As part of Virgin Holidays' "the #Tanuary sale" campaign M&C Saatchi created a competition for a holiday, which appeared on the company’s website and its Facebook page.
The digital ad for the competition featured an image of a woman’s tanned stomach and arm with the text "The #Tanuary sale" on her torso on an area which had not been tanned.
Other pictures in the promotion featured a man with a wedding ring shaped tan line, a woman with a snorkel line on her face and a man with a mark shaped like binoculars on his bronzed chest.
The competition encouraged people to send in pictures of their own tan lines and upload them to Twitter or Instagram for a chance to win a holiday.
A second version of the ad saw Virgin Holdiays offer free "#Tanuary" stencils from its retail outlets which people could use to leave a tattoo of the slogan on their tanned bodies after going to the beach.
The ads attracted criticism from the skin cancer patient support group Melanoma UK, which said it promoted irresponsible tanning.
The ASA investigated after it received two complaints that the ads were irresponsible because they encouraged tanning without raising awareness of sun safety.
Virgin Holidays told the ASA its ad was prepared with social responsibility in mind and that a header on the web page featuring the competition featured the words "please tan responsibly".
People who clicked on the header were taken through to a page explaining Virgin Holidays’ partnership with a skin cancer charity with a link to a further web page dedicated to sun safety.
Melonoma UK dismissed the partnership as a "tick-box exercise in CSR".

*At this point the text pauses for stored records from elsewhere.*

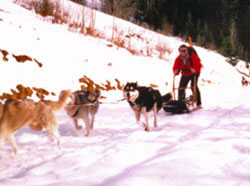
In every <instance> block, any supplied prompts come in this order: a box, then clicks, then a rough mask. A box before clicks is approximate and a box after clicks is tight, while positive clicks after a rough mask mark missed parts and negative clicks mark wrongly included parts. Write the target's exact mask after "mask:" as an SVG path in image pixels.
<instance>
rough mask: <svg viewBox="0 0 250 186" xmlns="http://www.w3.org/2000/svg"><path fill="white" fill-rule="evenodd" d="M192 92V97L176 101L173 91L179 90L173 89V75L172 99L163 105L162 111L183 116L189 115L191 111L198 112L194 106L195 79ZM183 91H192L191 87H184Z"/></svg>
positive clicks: (195, 92)
mask: <svg viewBox="0 0 250 186" xmlns="http://www.w3.org/2000/svg"><path fill="white" fill-rule="evenodd" d="M194 81H195V82H194V87H193V88H194V91H193V95H191V96H189V97H187V98H185V99H184V100H176V97H175V90H180V88H176V87H175V75H174V78H173V91H172V95H173V96H172V98H171V99H170V100H169V101H168V102H164V103H163V110H164V111H165V112H169V113H172V114H183V113H190V112H192V111H195V110H198V109H199V108H198V107H197V106H196V78H195V79H194ZM184 89H192V87H186V88H184Z"/></svg>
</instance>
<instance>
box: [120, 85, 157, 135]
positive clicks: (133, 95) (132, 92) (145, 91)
mask: <svg viewBox="0 0 250 186" xmlns="http://www.w3.org/2000/svg"><path fill="white" fill-rule="evenodd" d="M123 96H124V98H125V99H126V100H127V101H128V103H129V105H130V107H131V108H132V109H133V111H134V113H135V118H136V122H137V124H139V125H141V124H142V125H143V126H144V128H145V131H150V126H149V113H150V111H153V112H154V127H157V116H158V112H159V110H160V109H161V107H162V97H161V94H160V92H159V91H158V90H155V89H153V88H151V87H144V86H138V85H137V83H129V82H128V83H127V84H126V85H125V87H124V88H123ZM141 114H143V115H144V117H145V121H146V123H143V122H141V121H140V116H141Z"/></svg>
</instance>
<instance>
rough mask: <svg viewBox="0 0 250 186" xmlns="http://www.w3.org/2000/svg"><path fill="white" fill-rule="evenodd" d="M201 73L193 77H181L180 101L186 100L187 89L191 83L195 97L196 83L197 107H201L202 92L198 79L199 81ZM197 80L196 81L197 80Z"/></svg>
mask: <svg viewBox="0 0 250 186" xmlns="http://www.w3.org/2000/svg"><path fill="white" fill-rule="evenodd" d="M199 76H200V73H196V74H193V75H191V76H181V80H180V85H179V91H178V99H179V100H184V99H185V88H187V85H188V83H189V82H190V81H191V87H192V92H193V95H194V83H196V85H195V87H196V105H197V106H200V105H201V95H200V90H199V88H198V85H197V83H198V79H199ZM195 78H196V80H195Z"/></svg>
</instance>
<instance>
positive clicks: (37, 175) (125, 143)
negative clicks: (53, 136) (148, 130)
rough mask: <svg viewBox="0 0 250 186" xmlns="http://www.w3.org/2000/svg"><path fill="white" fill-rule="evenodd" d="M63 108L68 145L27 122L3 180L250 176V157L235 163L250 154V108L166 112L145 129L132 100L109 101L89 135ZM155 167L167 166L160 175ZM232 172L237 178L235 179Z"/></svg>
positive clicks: (106, 185) (63, 125) (244, 178)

The #Tanuary stencils also featured the words "please tan responsibly" and entries to the competition featuring sunburned bodies were rejected and the entrant given information about safe tanning, Virgin Holidays said.
But the ASA said Virgin Holidays’ "please tan responsibly" slogan was not given sufficient prominence in the ad because it was smaller than the promotion to win the holiday and said the large prizes on offer were a significant incentive for potential entrants to acquire a tan.

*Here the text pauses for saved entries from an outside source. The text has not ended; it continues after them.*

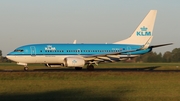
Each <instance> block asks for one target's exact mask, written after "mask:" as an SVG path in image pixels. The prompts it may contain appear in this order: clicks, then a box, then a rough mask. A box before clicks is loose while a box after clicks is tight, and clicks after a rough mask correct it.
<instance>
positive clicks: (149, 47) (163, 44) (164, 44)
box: [149, 43, 173, 48]
mask: <svg viewBox="0 0 180 101" xmlns="http://www.w3.org/2000/svg"><path fill="white" fill-rule="evenodd" d="M172 44H173V43H167V44H160V45H152V46H149V48H157V47H162V46H167V45H172Z"/></svg>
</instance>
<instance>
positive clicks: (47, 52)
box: [7, 44, 152, 64]
mask: <svg viewBox="0 0 180 101" xmlns="http://www.w3.org/2000/svg"><path fill="white" fill-rule="evenodd" d="M141 47H142V46H141V45H126V44H31V45H25V46H21V47H19V48H17V49H15V50H14V51H13V52H10V53H9V54H8V55H7V57H8V58H9V59H11V60H13V61H16V62H19V63H45V64H46V63H64V59H65V58H66V57H82V58H83V57H84V56H86V57H88V56H94V55H101V54H111V53H121V55H120V56H119V58H121V56H122V57H130V56H134V55H141V54H145V53H147V52H150V51H151V50H152V49H151V48H148V49H146V50H139V51H133V52H126V51H130V50H137V49H140V48H141ZM123 52H125V53H123Z"/></svg>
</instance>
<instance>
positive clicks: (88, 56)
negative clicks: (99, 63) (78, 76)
mask: <svg viewBox="0 0 180 101" xmlns="http://www.w3.org/2000/svg"><path fill="white" fill-rule="evenodd" d="M156 13H157V11H156V10H151V11H150V12H149V13H148V14H147V16H146V17H145V18H144V20H143V21H142V22H141V23H140V25H139V26H138V27H137V29H136V30H135V31H134V32H133V33H132V35H131V36H130V37H129V38H127V39H125V40H122V41H118V42H115V43H112V44H77V43H76V42H74V43H73V44H54V43H48V44H30V45H25V46H21V47H18V48H16V49H15V50H14V51H12V52H10V53H9V54H7V56H6V57H7V58H8V59H10V60H12V61H15V62H17V64H18V65H23V66H24V70H28V66H27V65H28V64H29V63H41V64H45V65H46V66H47V67H74V68H75V69H76V70H81V69H82V68H83V67H84V66H85V65H86V67H87V69H88V70H93V69H94V64H96V65H98V64H99V63H103V62H118V61H122V60H126V59H129V58H133V57H136V56H138V55H142V54H146V53H148V52H150V51H152V49H153V48H156V47H160V46H166V45H171V44H172V43H168V44H161V45H150V43H151V40H152V38H153V36H152V31H153V27H154V22H155V18H156Z"/></svg>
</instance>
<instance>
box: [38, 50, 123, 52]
mask: <svg viewBox="0 0 180 101" xmlns="http://www.w3.org/2000/svg"><path fill="white" fill-rule="evenodd" d="M121 51H122V50H66V52H121ZM40 52H42V50H41V51H40ZM45 52H64V50H46V51H45Z"/></svg>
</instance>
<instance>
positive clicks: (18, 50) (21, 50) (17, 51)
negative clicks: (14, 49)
mask: <svg viewBox="0 0 180 101" xmlns="http://www.w3.org/2000/svg"><path fill="white" fill-rule="evenodd" d="M14 52H23V50H22V49H15V50H14Z"/></svg>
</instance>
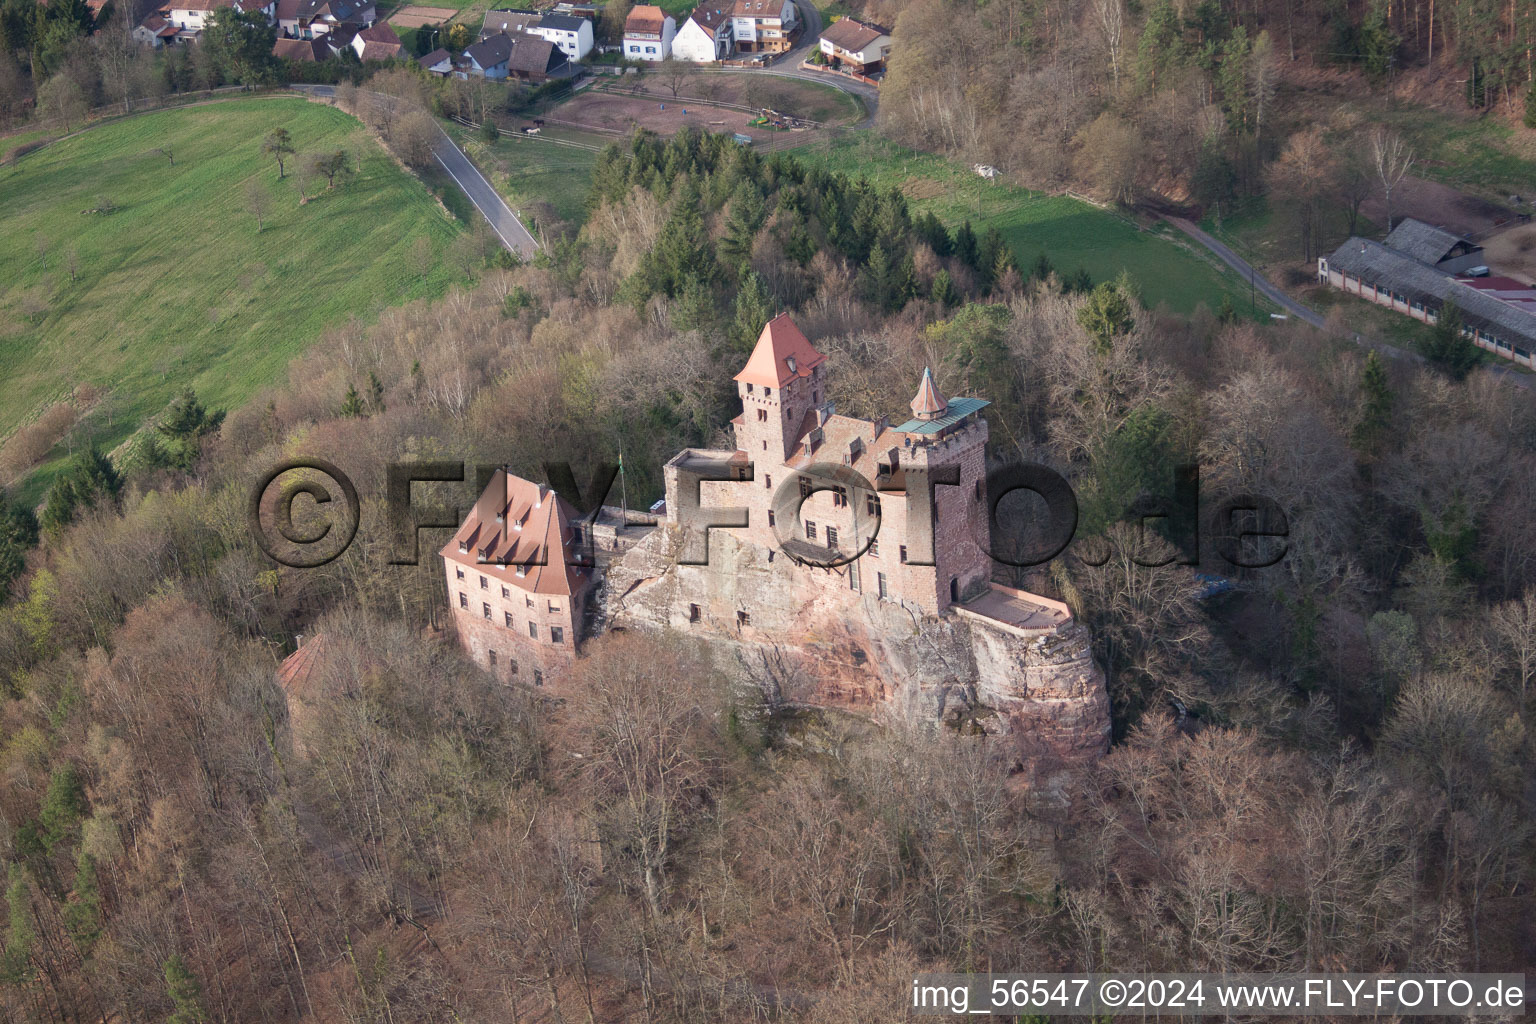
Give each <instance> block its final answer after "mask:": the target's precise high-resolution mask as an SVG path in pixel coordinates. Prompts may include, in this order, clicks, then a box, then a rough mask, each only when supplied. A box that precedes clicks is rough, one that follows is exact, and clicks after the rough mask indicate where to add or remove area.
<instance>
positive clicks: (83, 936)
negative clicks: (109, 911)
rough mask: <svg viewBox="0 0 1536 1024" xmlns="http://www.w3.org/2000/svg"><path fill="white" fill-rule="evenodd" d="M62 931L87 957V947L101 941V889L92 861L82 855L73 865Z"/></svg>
mask: <svg viewBox="0 0 1536 1024" xmlns="http://www.w3.org/2000/svg"><path fill="white" fill-rule="evenodd" d="M63 915H65V929H68V932H69V938H72V940H74V941H75V947H77V949H78V950H80V952H81V953H83V955H89V952H91V947H92V946H95V941H97V940H98V938H101V886H100V883H98V880H97V870H95V858H94V857H91V854H86V852H84V851H81V852H80V857H78V860H77V861H75V884H74V892H72V894H71V897H69V903H66V904H65V910H63Z"/></svg>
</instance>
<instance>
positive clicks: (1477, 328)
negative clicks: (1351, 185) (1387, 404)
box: [1318, 220, 1536, 368]
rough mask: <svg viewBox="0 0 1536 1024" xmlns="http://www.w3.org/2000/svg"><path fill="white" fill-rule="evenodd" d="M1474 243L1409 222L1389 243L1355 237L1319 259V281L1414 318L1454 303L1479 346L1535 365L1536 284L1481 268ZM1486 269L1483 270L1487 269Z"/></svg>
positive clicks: (1387, 242)
mask: <svg viewBox="0 0 1536 1024" xmlns="http://www.w3.org/2000/svg"><path fill="white" fill-rule="evenodd" d="M1481 264H1482V247H1481V246H1478V244H1476V243H1473V241H1470V239H1467V238H1461V236H1458V235H1453V233H1450V232H1447V230H1441V229H1438V227H1432V226H1428V224H1424V223H1421V221H1415V220H1404V221H1402V223H1401V224H1398V227H1395V229H1393V230H1392V233H1390V235H1387V238H1385V241H1381V243H1378V241H1370V239H1367V238H1358V236H1356V238H1350V239H1349V241H1347V243H1344V244H1342V246H1339V247H1338V249H1336V250H1333V253H1330V255H1327V256H1322V258H1319V259H1318V279H1319V281H1322V282H1324V284H1330V286H1333V287H1336V289H1341V290H1344V292H1349V293H1350V295H1358V296H1361V298H1364V299H1369V301H1372V302H1376V304H1378V306H1385V307H1387V309H1392V310H1396V312H1399V313H1404V315H1407V316H1412V318H1415V319H1419V321H1424V322H1425V324H1433V322H1436V321H1438V319H1439V310H1441V307H1442V306H1444V304H1445V302H1447V301H1450V302H1455V304H1456V307H1458V309H1459V310H1461V319H1462V332H1464V333H1465V335H1467V336H1468V338H1470V339H1471V341H1473V342H1475V344H1476V345H1478V347H1479V348H1484V350H1487V352H1491V353H1495V355H1499V356H1504V358H1505V359H1511V361H1514V362H1518V364H1521V365H1525V367H1531V368H1536V359H1533V353H1536V289H1531V287H1530V286H1527V284H1524V282H1521V281H1513V279H1510V278H1499V276H1468V275H1467V272H1468V270H1473V269H1479V270H1481ZM1482 273H1485V270H1482Z"/></svg>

The regulator also said the second version of the ad, featuring the #Tanuary stencils, did not refer to sun safety.
The ads breached the ASA’s codes governing social responsibility and must not appear again in their current form.
The ASA did not investigate the rest of the "the #Tanuary sale" campaign.

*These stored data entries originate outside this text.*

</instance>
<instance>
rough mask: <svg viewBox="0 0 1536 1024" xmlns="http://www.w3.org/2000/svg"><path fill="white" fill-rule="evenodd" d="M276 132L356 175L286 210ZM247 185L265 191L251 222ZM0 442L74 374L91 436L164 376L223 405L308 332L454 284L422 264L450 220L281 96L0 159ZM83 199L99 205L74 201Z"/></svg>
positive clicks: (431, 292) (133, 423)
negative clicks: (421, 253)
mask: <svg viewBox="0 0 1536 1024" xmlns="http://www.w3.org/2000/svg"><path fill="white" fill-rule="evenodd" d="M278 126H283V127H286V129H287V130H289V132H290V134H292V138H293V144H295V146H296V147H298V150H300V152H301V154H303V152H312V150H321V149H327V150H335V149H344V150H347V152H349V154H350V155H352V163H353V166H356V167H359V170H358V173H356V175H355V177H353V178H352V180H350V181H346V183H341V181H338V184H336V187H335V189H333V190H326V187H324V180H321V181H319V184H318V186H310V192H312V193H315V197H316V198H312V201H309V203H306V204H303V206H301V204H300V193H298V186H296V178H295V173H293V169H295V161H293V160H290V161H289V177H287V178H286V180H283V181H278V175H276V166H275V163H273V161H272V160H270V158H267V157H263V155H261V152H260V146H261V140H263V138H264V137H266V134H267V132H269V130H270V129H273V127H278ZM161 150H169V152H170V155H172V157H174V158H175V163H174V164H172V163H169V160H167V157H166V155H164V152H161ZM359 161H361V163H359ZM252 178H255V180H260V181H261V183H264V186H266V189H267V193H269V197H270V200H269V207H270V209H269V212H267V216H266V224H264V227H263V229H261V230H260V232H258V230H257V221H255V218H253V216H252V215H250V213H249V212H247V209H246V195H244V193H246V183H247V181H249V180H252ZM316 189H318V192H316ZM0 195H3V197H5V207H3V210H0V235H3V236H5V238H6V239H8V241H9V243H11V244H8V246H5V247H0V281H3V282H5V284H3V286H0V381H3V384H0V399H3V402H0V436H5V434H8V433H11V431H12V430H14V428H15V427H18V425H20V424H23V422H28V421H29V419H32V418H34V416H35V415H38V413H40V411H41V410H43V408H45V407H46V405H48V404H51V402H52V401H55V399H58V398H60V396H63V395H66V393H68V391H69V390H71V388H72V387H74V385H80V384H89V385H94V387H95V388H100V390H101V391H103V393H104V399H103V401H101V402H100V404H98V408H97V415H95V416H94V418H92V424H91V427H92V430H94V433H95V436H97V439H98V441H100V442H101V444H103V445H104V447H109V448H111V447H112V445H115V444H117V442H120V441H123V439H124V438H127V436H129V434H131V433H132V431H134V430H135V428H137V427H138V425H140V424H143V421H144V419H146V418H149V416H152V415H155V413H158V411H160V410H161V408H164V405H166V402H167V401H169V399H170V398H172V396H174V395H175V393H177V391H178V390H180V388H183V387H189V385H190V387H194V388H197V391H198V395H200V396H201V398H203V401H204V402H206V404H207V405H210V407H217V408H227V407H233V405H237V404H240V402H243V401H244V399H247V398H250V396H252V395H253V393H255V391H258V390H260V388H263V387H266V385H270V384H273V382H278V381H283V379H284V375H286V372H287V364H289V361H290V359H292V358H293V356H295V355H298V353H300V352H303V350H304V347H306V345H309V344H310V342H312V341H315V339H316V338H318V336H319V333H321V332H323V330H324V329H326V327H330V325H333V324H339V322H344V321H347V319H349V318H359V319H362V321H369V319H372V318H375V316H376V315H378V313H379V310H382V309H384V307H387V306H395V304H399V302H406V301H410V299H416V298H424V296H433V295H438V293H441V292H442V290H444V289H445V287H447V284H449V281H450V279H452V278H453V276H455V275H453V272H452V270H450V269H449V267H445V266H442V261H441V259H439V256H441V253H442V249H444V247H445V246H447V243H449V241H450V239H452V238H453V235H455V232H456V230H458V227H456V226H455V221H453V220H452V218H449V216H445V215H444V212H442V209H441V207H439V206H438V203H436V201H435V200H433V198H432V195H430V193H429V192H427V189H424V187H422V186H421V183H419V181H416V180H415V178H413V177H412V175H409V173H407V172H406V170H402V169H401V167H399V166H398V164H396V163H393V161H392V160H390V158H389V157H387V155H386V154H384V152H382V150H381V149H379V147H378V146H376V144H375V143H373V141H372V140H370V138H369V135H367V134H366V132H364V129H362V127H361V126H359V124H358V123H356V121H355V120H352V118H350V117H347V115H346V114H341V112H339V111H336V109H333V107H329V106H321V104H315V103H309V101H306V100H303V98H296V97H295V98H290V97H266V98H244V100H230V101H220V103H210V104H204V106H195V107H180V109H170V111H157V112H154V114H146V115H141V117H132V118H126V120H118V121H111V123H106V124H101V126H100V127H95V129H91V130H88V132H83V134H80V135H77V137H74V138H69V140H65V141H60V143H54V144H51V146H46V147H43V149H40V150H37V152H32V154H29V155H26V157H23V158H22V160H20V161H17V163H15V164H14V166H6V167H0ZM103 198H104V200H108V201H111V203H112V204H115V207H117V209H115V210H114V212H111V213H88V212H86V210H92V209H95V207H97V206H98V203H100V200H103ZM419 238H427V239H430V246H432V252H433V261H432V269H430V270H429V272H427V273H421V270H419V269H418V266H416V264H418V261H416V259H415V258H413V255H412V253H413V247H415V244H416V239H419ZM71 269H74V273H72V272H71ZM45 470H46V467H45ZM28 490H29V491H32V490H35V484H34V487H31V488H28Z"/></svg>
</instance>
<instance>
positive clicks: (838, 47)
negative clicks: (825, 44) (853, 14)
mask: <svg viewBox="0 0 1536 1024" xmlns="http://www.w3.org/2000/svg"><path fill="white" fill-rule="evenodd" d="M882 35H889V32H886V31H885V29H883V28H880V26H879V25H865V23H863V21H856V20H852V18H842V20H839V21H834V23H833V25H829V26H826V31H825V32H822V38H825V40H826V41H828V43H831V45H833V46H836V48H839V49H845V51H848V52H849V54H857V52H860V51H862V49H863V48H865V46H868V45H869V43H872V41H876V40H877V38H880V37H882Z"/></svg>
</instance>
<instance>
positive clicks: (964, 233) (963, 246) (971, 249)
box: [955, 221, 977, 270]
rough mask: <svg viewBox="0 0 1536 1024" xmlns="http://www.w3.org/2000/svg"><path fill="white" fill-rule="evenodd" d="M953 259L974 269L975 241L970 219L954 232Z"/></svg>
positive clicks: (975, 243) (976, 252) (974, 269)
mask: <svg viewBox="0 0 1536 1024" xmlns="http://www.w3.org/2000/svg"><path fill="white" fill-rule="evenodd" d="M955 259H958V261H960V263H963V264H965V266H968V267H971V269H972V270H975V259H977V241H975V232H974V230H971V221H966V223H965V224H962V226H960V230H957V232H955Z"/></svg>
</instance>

A spokesman for Virgin Holidays said: "Virgin Holidays and M&C Saatchi Group will not be contesting this ruling, although we are disappointed that the ASA has not taken in to account the context of these two specific executions within the wider Tanuary campaign and the prominence of the ‘please tan responsibly’ messaging given throughout, and our long term partnership with the safer sun charity, SKCIN.
"We welcome the ASA’s invitation to discuss future campaign creatives."